In realtà, nell’ultimo periodo è sorto un interessante dibattito, che mette in discussione questo pensiero comune e ridefinisce cosa significhi essere davvero “eco-friendly”, andando a valutare secondo quali criteri un’auto possa davvero essere definita a basso impatto ambientale.
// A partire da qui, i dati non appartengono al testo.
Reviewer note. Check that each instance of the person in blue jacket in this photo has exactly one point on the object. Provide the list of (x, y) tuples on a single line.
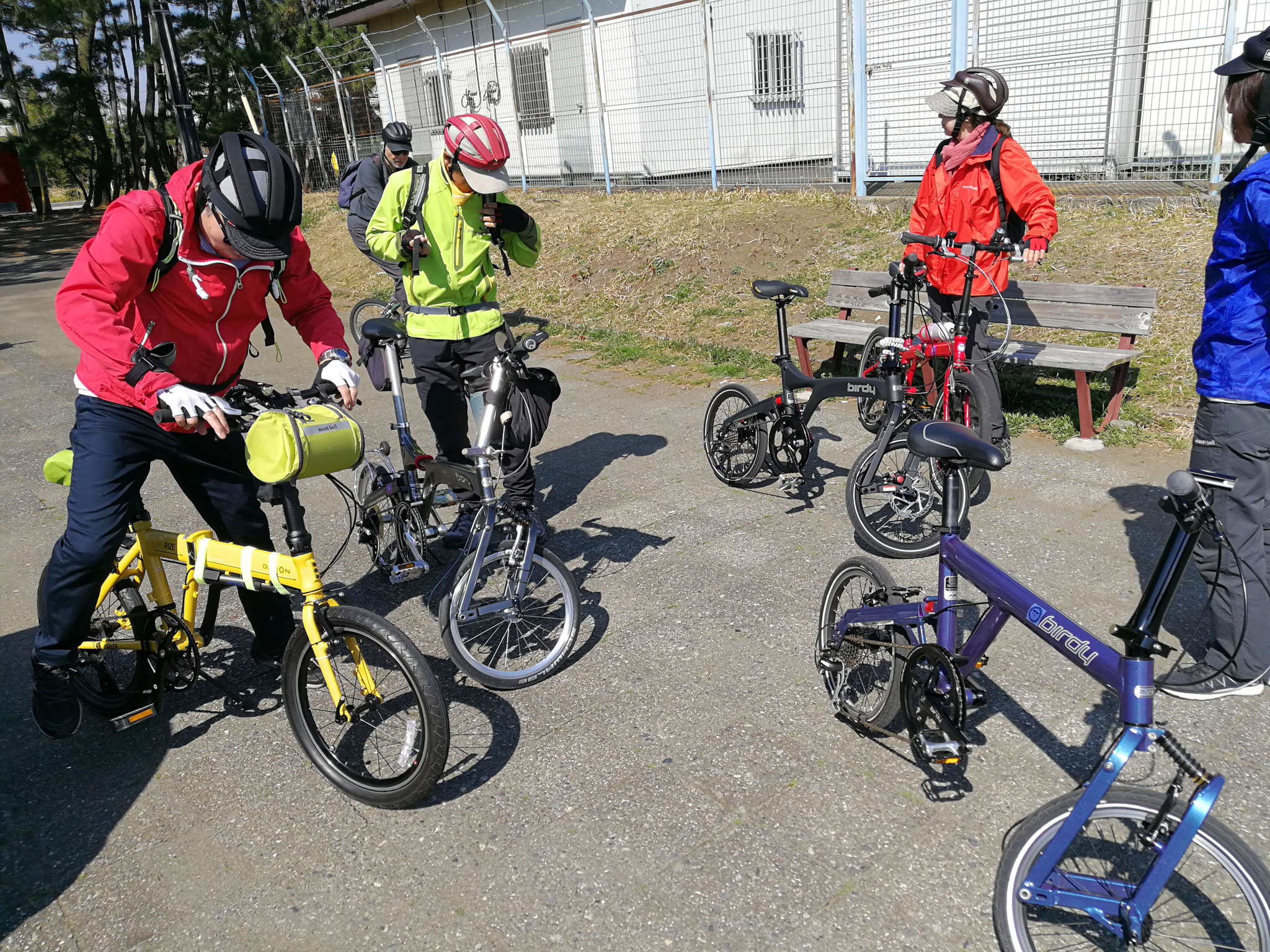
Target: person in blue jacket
[(1232, 423)]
Non è un’analisi semplice da condurre, perché i parametri da utilizzare sono molteplici. In più, si pone un problema di forma: per valutare quale sia migliore tra diesel ed elettrico, si dovrebbe scegliere il momento dell’inizio dell’emissione – ossia la messa in moto per la prima volta – oppure si dovrebbe andare più a monte, considerando la quantità di emissioni già a partire dall’avvio del processo produttivo?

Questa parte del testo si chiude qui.